Friday, April 8, 2011

Cool Technology of the Week

Structured electronic clinical documentation is the next frontier in EHR implementation.  It's particularly challenging in Emergency Medicine which is a fast paced, sometimes chaotic environment.   Documentation can be time consuming and is the most frequently interrupted task.  How can we balance the need for structured data capture with ED workflow?

There is no single right answer - we've used iPads with web applications, voice recognition, and disease specific templates.

We now have a new tool in our quiver, the Digital Pen from Anoto as implemented by Forerun Systems for ED charting.    Forerun is a technology spin out of BIDMC and I have no financial relationship to it.

The digital pen is NOT a handheld scanner, capturing graphics or PDFs.   It's a means to capture discrete patient data to support clinical documentation, quality reporting, and regulatory requirements.  It captures data at the bedside with a granularity that dictation cannot.

Here's how it works.

Forms are printed with a special background matrix that identifies the unique form, patient, clinician, and data elements.  Think of it as a page of  2D barcodes.   Forms can be printed as needed at various points in the ED workflow either manually or automatically.

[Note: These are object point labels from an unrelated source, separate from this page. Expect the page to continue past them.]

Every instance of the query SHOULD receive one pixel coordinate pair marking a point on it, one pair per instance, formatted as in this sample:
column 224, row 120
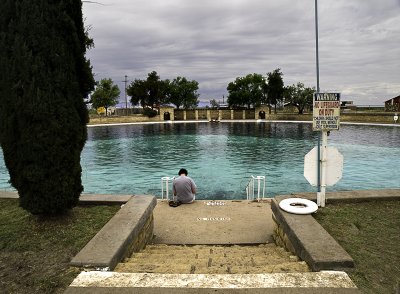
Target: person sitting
column 184, row 189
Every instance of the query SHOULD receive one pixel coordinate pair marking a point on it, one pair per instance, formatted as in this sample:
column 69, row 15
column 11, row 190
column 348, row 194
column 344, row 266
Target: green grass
column 35, row 251
column 370, row 233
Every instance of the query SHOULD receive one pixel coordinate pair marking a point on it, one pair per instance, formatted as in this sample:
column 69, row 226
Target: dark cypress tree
column 44, row 77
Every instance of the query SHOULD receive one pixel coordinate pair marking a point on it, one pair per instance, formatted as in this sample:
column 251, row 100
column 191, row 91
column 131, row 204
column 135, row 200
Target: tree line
column 150, row 93
column 248, row 91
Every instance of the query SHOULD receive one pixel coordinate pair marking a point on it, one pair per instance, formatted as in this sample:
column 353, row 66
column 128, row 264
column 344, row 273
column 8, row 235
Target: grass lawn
column 370, row 233
column 35, row 251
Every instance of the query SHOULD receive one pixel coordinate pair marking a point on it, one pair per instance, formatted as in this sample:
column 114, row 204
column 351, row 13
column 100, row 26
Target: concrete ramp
column 213, row 222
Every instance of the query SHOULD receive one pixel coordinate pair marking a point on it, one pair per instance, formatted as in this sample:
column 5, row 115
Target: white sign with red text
column 326, row 111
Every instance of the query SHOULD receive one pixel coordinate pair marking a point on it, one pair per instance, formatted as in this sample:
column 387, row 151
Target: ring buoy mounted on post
column 298, row 206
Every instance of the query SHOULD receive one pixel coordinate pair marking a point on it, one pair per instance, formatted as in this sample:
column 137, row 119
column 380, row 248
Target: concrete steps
column 203, row 259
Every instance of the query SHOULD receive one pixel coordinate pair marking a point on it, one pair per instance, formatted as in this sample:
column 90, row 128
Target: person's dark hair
column 182, row 171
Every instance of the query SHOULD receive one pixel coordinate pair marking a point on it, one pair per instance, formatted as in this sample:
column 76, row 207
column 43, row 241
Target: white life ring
column 298, row 206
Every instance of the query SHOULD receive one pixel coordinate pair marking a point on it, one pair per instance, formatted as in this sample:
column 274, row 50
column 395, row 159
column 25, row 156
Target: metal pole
column 324, row 167
column 126, row 97
column 316, row 43
column 318, row 89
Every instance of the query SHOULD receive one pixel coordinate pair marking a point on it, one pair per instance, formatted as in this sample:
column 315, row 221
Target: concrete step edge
column 324, row 279
column 210, row 260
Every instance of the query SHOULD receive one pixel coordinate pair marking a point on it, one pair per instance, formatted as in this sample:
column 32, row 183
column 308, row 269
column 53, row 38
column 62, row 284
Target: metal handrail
column 250, row 188
column 165, row 183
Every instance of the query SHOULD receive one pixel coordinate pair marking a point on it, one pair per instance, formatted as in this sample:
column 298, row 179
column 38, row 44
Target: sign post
column 326, row 117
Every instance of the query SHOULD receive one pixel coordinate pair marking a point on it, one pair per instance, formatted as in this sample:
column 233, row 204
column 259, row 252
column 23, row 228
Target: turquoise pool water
column 221, row 157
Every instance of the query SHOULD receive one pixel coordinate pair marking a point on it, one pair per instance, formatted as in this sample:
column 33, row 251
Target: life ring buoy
column 298, row 206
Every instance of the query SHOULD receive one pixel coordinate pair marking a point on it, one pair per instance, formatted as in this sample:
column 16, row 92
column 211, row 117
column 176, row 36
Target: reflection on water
column 221, row 157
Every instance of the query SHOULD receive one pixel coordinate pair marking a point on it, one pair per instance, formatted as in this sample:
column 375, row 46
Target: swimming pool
column 221, row 157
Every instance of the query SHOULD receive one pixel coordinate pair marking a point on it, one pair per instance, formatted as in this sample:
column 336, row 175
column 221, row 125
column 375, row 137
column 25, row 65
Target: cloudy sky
column 215, row 41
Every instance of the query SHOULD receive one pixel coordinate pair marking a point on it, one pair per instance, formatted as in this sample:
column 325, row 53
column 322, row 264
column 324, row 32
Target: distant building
column 393, row 104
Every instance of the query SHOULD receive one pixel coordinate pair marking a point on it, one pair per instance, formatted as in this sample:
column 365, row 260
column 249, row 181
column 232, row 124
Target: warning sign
column 326, row 111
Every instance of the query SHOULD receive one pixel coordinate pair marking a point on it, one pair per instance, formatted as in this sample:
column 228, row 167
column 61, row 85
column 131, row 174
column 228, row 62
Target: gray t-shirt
column 183, row 187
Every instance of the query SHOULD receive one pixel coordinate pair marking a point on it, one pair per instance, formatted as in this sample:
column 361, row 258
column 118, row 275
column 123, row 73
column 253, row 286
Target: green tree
column 246, row 91
column 43, row 79
column 300, row 96
column 275, row 87
column 106, row 94
column 150, row 92
column 183, row 93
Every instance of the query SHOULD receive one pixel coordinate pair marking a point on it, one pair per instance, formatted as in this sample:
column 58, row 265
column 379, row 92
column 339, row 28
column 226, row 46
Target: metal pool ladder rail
column 250, row 188
column 165, row 188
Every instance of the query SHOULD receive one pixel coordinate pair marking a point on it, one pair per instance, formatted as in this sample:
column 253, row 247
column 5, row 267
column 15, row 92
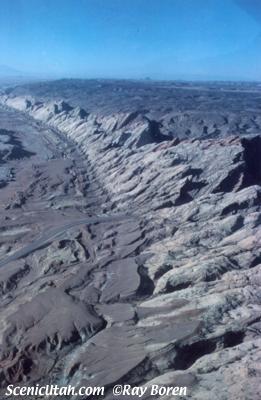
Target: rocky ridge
column 172, row 294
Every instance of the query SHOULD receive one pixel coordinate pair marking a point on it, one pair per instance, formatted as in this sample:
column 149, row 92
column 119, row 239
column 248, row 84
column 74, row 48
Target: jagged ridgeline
column 167, row 290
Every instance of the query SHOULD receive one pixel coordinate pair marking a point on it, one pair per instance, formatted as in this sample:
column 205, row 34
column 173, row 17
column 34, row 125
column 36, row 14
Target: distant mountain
column 6, row 71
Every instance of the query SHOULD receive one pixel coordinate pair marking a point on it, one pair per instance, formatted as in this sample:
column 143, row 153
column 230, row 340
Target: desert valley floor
column 130, row 240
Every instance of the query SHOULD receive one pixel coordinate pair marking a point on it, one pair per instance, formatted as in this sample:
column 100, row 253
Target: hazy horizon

The pen "knows" exactly which patient form is being used and what fields are being entered.   You can write on multiple forms in parallel without confusing it.    Checking a box generates structured data indicating that a sign or symptom is present.   Writing through a word generates structured data indicating that a sign or symptom is absent.   When free text is entered, both the original text and an optical character recognition interpretation are available.

As the pen is inserted in a USB dock, the structured data is uploaded into the EHR.

Here's an example

The form as entered by the user


The discrete data displayed in a web application (including handwriting recognition in red for editing).




The final output with all discrete data converted to structured documentation for clinical use.



Although we hope to use iPads for clinical documentation throughout the institution, there are workflows in which digital pens are faster, easier, and less intrusive to the caregiver/patient interaction.

A pen for patient specific structured electronic clinical documentation.   That's cool!